Richard Sawyer Webb

Continuing with my efforts to trace the history of Joseph Webb, who shared a house with my great grandfather George Webb, in the hope of discovering the nature of their relationship, I have been exploring the background of Joseph’s father, Richard.

In the last post I note that Joseph Webb was born on 5 March 1850 to carman Richard Webb and his wife Sarah Anne. Joseph was the second of three sons, of whom the eldest was Richard junior, born in 1848.

The closest match for the marriage of Richard and Sarah occurred on 8 February 1846 at the church of St George in the East, when carman Richard Sawyer Webb, a widower of 6 Samuel Street, married Sarah Anne Hill of 8 Samuel Street. Richard was the son of toymaker Joseph Webb and Sarah the daughter of carman Thomas Hill.

Victorian toyshop

The fact that Richard had been married before helps to explain the age disparity between Richard and Sarah: if later census records are to be believed, he was born in about 1810 and she in about 1822. I’ve yet to find a definite record of Richard’s first marriage, though there are a couple of likely candidates.

The only problem matching Richard Webb, carman, wife of Sarah and father of Joseph, with the Richard Sawyer Webb, carman, wife of Sarah and son of Joseph Webb, is a discrepancy in his date of birth. As we have seen, the only census record we currently have for Richard (I’m still searching for him in the 1841 census) is for 1851, which gives his age as 41, putting his birth date around 1810.

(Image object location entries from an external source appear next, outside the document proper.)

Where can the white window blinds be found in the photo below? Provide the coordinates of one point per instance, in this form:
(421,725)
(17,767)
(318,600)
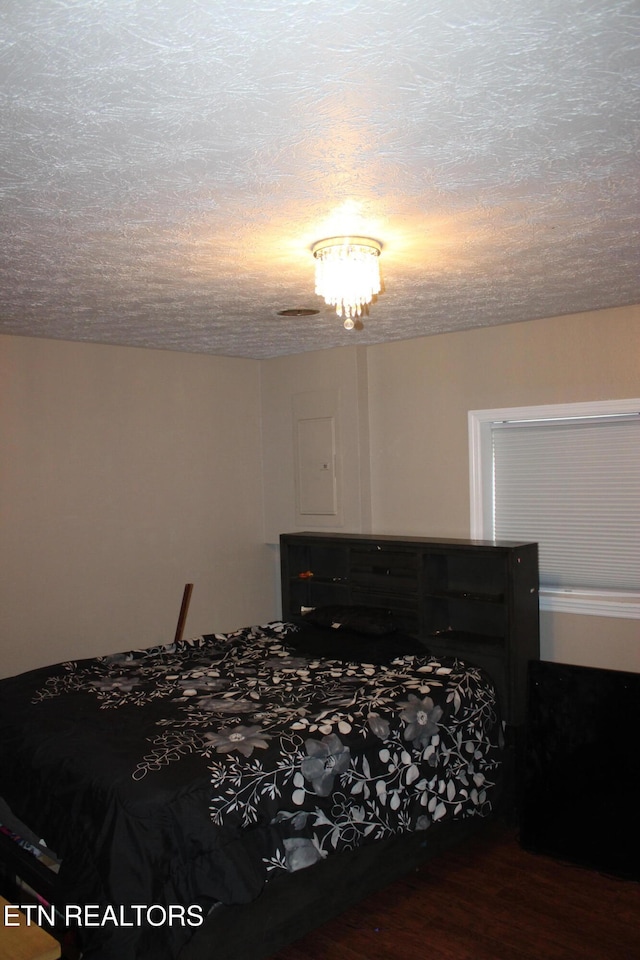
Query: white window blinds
(574,487)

However, Richard Sawyer Webb was born to Joseph and Sarah Webb at Church Street, and baptised at St Leonard’s Shoreditch on 23 February 1806. Church Street or Church Lane ran from Shoreditch High Street in the west towards Bethnal Green, becoming Bethnal Green Road.

The most likely match for a marriage between Joseph and Sarah, because of its date, location and Sarah’s surname, is the marriage that took place in 1795 at St. Botolph’s Bishopsgate between Joseph Webb and Sarah Sawyer.

Street in the Old Nichol

It would appear that Richard was the youngest of Joseph and Sarah’s children, the others being Robert (born 1797), Henry (1799), Joseph (1801), Sarah (1802) and Thomas William (1804). All were baptised at St. Leonard’s Shoreditch. The Webbs lived at various addresses in Shoreditch and the western end of Bethnal Green. In 1797 they were living in Motley Street, in 1799 in Cock Lane,  in 1801 in Holywell Street, in 1802 and 1804 back in Cock Lane, and 1806 in Church Street.  These locations included some of the worst slums in the area: Cock Lane was the western boundary of the infamous Old Nichol, the subject of Sarah Wise’s recent bestselling book.

At least two of Joseph Webb’s sons – Henry and Joseph – followed in their father’s footsteps and became toy makers. I’m still investigating this particular branch of the Webb family, but I’ve yet to find any direct connection with my great grandfather George.